Filming has begun on the adaptation of Kevin Kwan’s 2013 bestseller Crazy Rich Asians, which features Hollywood’s second all–Asian cast ever. (The last all–Asian cast was featured in the 1993 adaptation of Amy Tan’s modern classic, The Joy Luck Club.)

Constance Wu (Fresh Off the Boat) and Henry Golding (a newcomer, previously a TV presenter) star in this tale of: the intrigues of old–money families in Singapore (the titular “crazy rich Asians”) and how an American–born Chinese woman navigates their world, entirely foreign to hers.

“Asians” is in the title of the book, so you might think that of course the movie’s cast will be mostly (if not completely) Asian. Historically, though, simply describing or depicting a character as Asian in the source material hasn’t been enough to get an Asian actor cast to play the character in Hollywood’s live–action adaptations: consider the recent cases of Aang (Noah Ringer) in The Last Airbender, the Ancient One (Tilda Swinton) in Doctor Strange and the titular character of Ghost in the Shell (Scarlett Johansson). All were East Asian, explicitly or implicitly, in their original iterations; all were played by Caucasian actors in their respective films.

Counterarguments often run the lines of: “the main character of Ghost in the Shell doesn’t look Japanese / isn’t even human / uses an assumed name.” These arguments, however, misunderstand the issue. The problem with whitewashing is as much so about accuracy as it is representation. Hollywood often ignores its social responsibility. Every child deserves to have favorite actors and characters who look like them, who let them know that they can be something, regardless of what society tells them about the color of their skin or the shape of their eyes. And on a more practical note, whitewashing narrows the already limited pool of reasonable, non–stereotypical roles available to non–white actors. (See Master of None for a crash course in the sorts of stereotypes that talented actors of color are often forced to play, if they want to eat.)

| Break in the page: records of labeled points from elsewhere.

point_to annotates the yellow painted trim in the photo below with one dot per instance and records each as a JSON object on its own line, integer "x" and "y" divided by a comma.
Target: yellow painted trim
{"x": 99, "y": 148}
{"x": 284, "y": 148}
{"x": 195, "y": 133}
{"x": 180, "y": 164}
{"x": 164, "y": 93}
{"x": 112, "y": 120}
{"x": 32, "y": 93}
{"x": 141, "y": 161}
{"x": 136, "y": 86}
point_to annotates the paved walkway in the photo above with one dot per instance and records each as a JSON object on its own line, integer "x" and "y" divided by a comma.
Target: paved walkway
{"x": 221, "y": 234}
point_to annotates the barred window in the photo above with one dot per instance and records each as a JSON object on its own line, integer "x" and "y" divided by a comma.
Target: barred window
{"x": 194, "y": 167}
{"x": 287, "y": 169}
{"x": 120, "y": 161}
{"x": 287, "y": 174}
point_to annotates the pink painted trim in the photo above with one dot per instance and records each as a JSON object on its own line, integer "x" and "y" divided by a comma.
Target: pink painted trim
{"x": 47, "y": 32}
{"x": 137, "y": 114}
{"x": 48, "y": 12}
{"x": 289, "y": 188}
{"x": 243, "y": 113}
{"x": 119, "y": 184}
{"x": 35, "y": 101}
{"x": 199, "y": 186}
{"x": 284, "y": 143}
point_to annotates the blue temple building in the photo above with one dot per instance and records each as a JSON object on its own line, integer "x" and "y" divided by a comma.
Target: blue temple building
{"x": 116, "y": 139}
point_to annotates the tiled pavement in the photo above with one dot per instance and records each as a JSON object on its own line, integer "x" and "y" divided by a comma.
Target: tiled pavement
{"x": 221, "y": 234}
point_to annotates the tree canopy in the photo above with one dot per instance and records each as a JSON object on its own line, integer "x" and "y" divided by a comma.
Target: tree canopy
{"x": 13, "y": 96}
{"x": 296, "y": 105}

Kwan, to his fans’ delight, has directly addressed the latter issue in a Facebook post:

Three years ago I sat across a table from Nina Jacobson in LA and told her that my dream was to make "Crazy Rich Asians" a showcase for the amazingly talented actors of Asian descent from all over the world. Nina promised to make my dream come true and she kept her promise.

Crazy Rich Asians is a story that could have been dismissed (Crazy Rich White New Yorkers, after all, has been told many a time) or whitewashed (to be “less Asian” and “more marketable”)—but neither of those things happened. It’s an Asian story that’s being told on the big screen, featuring the big–name, all–Asian cast it merits.